Thrift Client Side Caching to Speed Up Unit Tests
One of the largest headaches associated with network system architecture is abstracting away the network. External resources are always slower and more disjoint than working locally. While there are various caching techniques, few are suitable for use in a development environment.
Client-side unit tests usually only have two options: executing calls against a deployed server thereby struggling against long waits per testing iteration, or having all calls tediously mocked out.
An alternative approach available within Finagle: a pre-populated query cache on the client side. In my article Finagle Query Cache with Guava the idea of using a Filter as a means of intercepting and short circuiting service calls was demonstrated. Instead of filling the cache at runtime, the known service calls can be loaded into a static map at compile.
Capturing the necessary unit test request/response pairs is quite simple using a Finagle LoggingFilter, but it’s hard to handle the binary output. A cleaner, and more developer friendly approach is to translate the binary data into JSON, an approach broached in Developer Friendly Thrift Request Logging.
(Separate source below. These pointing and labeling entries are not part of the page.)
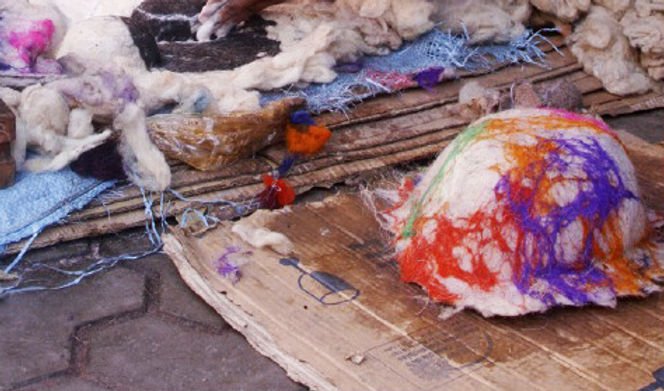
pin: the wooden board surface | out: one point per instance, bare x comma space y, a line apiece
342, 320
384, 131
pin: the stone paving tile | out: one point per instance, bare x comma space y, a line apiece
150, 353
36, 328
56, 253
175, 297
131, 241
63, 384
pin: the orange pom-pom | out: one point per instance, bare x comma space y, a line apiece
277, 194
308, 142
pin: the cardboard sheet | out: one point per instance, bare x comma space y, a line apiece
336, 317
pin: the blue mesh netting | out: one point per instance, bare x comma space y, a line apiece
436, 49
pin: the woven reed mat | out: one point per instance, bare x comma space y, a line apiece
385, 131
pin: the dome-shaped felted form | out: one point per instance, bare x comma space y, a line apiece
525, 210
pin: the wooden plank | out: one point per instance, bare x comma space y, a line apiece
403, 122
402, 343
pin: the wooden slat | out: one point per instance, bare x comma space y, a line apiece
404, 122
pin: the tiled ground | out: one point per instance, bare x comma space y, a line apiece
134, 327
138, 327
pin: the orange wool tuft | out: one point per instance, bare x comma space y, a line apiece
307, 142
284, 193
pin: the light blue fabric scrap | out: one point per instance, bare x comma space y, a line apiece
38, 200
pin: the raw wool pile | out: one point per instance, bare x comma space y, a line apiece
618, 41
525, 210
644, 27
359, 26
599, 44
107, 79
484, 20
28, 34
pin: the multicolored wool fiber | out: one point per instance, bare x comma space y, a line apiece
525, 210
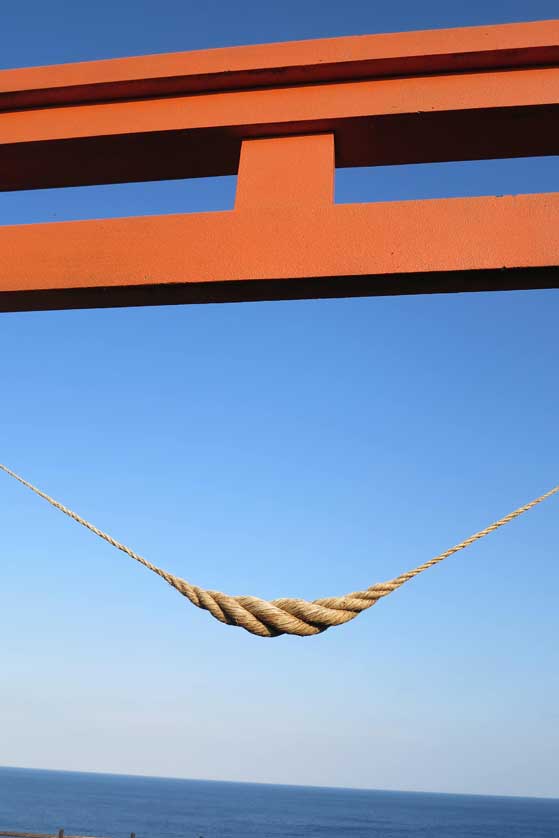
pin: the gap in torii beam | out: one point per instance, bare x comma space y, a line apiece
283, 116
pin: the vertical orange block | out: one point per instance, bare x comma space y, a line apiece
286, 171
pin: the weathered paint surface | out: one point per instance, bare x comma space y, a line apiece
285, 237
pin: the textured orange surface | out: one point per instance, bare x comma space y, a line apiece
286, 237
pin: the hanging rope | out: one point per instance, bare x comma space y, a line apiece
283, 616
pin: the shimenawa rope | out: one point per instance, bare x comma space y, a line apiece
283, 616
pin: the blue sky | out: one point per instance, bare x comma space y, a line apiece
293, 448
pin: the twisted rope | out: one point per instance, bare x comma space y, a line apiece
287, 615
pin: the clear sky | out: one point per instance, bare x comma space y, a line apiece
293, 448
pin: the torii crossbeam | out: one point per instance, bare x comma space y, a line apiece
283, 116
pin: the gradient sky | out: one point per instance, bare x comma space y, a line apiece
294, 448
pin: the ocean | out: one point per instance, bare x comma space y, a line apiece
115, 805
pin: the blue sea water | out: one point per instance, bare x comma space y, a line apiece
115, 805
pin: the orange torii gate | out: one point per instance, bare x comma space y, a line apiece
284, 116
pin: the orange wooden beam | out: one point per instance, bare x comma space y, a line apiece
497, 94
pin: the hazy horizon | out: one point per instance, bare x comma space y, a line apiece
294, 448
263, 783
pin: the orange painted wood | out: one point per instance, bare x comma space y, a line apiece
266, 65
282, 245
462, 116
497, 95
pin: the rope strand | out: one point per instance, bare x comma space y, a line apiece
287, 615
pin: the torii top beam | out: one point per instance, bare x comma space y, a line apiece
283, 116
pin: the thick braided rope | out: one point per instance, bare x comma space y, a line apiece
288, 615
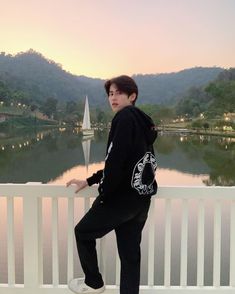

The advantage of re-encoding to TJSONProtocol
is that mocked data can be contained directly within Scala files as
opposed to external resources. Another advantage is the ability to log human readable output directly to the console.
Using ProtocolHelpers
class previously constructed in Developer Friendly Thrift Request Logging we can execute our TProtocol↔TJSONProtocol
reserialization:
import com.twitter.finagle.{ Service, SimpleFilter }
import com.twitter.finagle.thrift.ThriftClientRequest
import com.twitter.util.Future
import org.apache.thrift.transport._
import org.apache.thrift.protocol._
import ProtocolHelpers.reserialize
/**
* Returns response from supplied TJSONProtocol log file,
* matching on serialization of request (excluding SeqId).
*/
class MockJSONDataFilter(
finagleServiceObject: AnyRef,
jsonLog: Seq[(String, String)],
thriftEncoding: TProtocolFactory = new TBinaryProtocol.Factory)
extends SimpleFilter[ThriftClientRequest, Array[Byte]] {
val logEncoding = new TJSONProtocol.Factory
/** All request/response pairs */
lazy val requestResponses: Map[String, Array[Byte]]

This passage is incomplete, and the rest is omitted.